Has the train become a mode of transport for the richest? The SNCF denies this, claiming to keep prices affordable thanks to its Ouigo offer or its reduction cards, but the regular increase in prices inevitably keeps the working classes away from high-speed travel.
The last major study on the sociology of TGV users dates back to 2019. At the time, the Transport Regulatory Authority (ART) interviewed 7,409 users of this mode of transport to draw up a typical profile. As a result, executives and higher intellectual professions (CSP +) represented 48% of those questioned, compared to 10% in the entire French population.
Conversely, while workers and employees represented 45% of the population at the time, only 19% of TGV customers came from this socio-professional category. Since this study, the price of a TGV ticket has increased by 8% on average, according to SNCF Voyageurs. An increase lower than inflation over the same period, and above all, lower than the increase in the price of the plane (+ 55%) or fuel (+ 25 to 30%), insists the director of TGV Intercités, Alain Krakovitch .
Furthermore, as the SNCF regularly insists, high speed does not receive any public subsidy and is required to make a profit to finance its investments. Another argument put forward: if you anticipate your purchase sufficiently, you can have access to affordable prices.
“The price gap between Ouigo and TGV Inoui is narrowing”

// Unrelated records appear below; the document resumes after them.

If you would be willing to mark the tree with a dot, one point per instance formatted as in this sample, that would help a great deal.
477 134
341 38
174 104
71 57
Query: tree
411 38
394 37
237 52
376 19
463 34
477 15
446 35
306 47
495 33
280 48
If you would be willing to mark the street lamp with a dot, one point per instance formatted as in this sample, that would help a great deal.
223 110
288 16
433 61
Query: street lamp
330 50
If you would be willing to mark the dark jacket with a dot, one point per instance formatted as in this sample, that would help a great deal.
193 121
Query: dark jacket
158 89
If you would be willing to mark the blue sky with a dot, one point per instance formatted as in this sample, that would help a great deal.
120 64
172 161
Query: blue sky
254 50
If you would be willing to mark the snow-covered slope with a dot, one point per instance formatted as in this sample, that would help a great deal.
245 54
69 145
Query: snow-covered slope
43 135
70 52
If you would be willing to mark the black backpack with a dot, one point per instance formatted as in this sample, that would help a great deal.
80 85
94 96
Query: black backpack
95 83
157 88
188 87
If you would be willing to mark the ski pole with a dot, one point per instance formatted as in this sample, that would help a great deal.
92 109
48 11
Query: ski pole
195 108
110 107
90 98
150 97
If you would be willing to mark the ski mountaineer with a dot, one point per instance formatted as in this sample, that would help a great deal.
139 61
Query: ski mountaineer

SNCF Voyageurs also highlights its low-cost Ouigo offer, but the price of which has increased significantly in recent years. According to ART, in 2023 alone, the prices of this offer have increased by 10%.
“The price gap between Ouigo and TGV Inoui is narrowing from year to year,” notes the National Federation of Transport User Associations (FNAUT). According to her, “the average price per Ouigo passenger increased from 27.60 euros in 2019 to 34.20 in 2023, an increase of 24%”. When booking a few days before departure, choosing Ouigo no longer even has any interest in terms of price compared to Inoui, says FNAUT.
“Are there mostly CSP+ in TGVs? The answer is yes,” says Patricia Pérennes, transport economist at Trans-Missions, without hesitation. “Mobility has become a value in society and it is a learning process, not everyone has the same ease of movement,” she notes.
-She cites the example of a supermarket cashier, who often works in the region where she comes from, and is unlikely to make professional trips, unlike an executive. The exclusion of the working classes from high-speed travel is therefore not only due to price, according to her. She says she is skeptical of the idea of lowering the cost of tickets.
The competition solution
“An overall reduction in TGV fares would amount to taking taxes from everyone to finance the travel of the richest”, since the popular categories do not have a second home nor the means to pay for a hotel for a week -end, assures Patricia Pérennes.
In 2024, the online sales company Trainline recorded a sharp increase in demand for the south of France (Nice, Cannes, Avignon) and for international connections, mainly Spain, illustrating the dynamism of leisure destinations.
For Patricia Pérennes, it would be more judicious to bring up to date the “annual leave ticket”, created in 1936, and which offers anyone working the right to a 25% reduction on one round trip per year. A little-known measure, but difficult to assert with the SNCF, with a form to be completed by your employer and above all, a reduction which applies to the maximum price of the ticket, therefore of little interest.
Alain Krakovitch praises the arrival of competition as a solution to lower prices, as on the Paris-Lyon route, where Trenitalia operates a connection. Patricia Pérennes agrees and even envisages a price reduction of 20% to 30% where competition will establish itself. “On the other hand, you should not live in Saverne or Bar-le-Duc,” she warns, anticipating a reduction in prices only on the profitable SNCF lines, therefore attractive for competition, i.e. around a third of the high-speed lines. speed.